Entre mars 2020 et mai 2021, Citwell et son homologue JLL ont remporté 18 contrats gouvernementaux d’une valeur totale de 8 millions d’euros sans appel d’offres, règle normalement inflexible en droit des marchés publics. L’argent est apparu comme par magie, mais uniquement pour le secteur privé : « Pendant la pandémie, les ministères des affaires sociales ont multiplié par 20 leurs dépenses de conseil en stratégie et en organisation » (1). McKinsey a obtenu des contrats gouvernementaux d’une valeur de 12,3 millions d’euros pour des travaux comprenant l’organisation de la campagne de vaccination ; ses consultants coûtent en moyenne sept fois plus cher par jour qu’un haut fonctionnaire (2 708,26 € contre 362 €). Une tendance similaire a été observée au Royaume-Uni entre le référendum de 2016 et avril 2019, lorsque le gouvernement a dépensé au moins 97 millions de livres sterling en conseil pour se préparer au Brexit. (2).

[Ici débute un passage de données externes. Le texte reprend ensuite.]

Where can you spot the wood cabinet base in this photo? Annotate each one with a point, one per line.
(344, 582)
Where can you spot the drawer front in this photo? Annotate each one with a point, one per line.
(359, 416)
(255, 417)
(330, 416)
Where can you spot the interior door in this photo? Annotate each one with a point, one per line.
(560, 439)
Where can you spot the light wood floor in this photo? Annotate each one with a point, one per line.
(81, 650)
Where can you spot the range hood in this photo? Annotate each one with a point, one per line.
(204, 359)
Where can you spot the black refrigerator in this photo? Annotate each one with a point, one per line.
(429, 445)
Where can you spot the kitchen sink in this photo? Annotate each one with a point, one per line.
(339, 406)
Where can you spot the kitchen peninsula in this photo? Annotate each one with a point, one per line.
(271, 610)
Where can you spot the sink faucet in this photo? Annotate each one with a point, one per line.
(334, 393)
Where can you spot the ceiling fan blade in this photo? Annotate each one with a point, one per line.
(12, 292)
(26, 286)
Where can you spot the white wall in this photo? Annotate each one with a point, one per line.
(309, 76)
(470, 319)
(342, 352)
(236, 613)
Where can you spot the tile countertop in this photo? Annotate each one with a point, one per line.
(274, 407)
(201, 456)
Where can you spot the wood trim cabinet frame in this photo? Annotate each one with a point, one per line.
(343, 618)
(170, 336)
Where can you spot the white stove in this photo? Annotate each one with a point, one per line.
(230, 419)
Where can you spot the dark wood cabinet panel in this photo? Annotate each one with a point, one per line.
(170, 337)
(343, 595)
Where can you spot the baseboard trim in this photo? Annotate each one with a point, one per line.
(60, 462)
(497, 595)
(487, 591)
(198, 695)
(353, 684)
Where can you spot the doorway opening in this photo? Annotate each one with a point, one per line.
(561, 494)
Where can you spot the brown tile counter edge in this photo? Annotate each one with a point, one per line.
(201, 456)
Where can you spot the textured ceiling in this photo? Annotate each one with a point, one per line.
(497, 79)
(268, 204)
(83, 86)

Le gouvernement de crise – la plus haute expression de l’État néolibéral et de l’interventionnisme de marché – centralise temporairement la prise de décision uniquement pour rétablir ses propres limites à long terme. Le coût des mesures de soutien et de relance économiques en France depuis mars 2020 a atteint 157 milliards d’euros, soit plus que les budgets combinés de l’éducation, de l’environnement, de la défense, de la police et de la justice en 2019. Le Trésor a payé les salaires de jusqu’à la moitié des employés français. Cependant, cet acte politique souverain, visant à maintenir l’économie à flot, ne visait pas à permettre au secteur public de gérer l’économie, mais plutôt à assurer la survie du secteur privé : le fonds de solidarité créé par le gouvernement pendant la pandémie a reconstitué la trésorerie flux de plus de la moitié des entreprises françaises. Et alors que la dette de la France s’est gonflée sous l’effet de ces mesures (indemnités de chômage partiel, compensation des ventes perdues) et de l’effondrement des recettes fiscales, l’État a garanti 145 milliards d’euros d’emprunts contractés par plus de 700 000 entreprises privées.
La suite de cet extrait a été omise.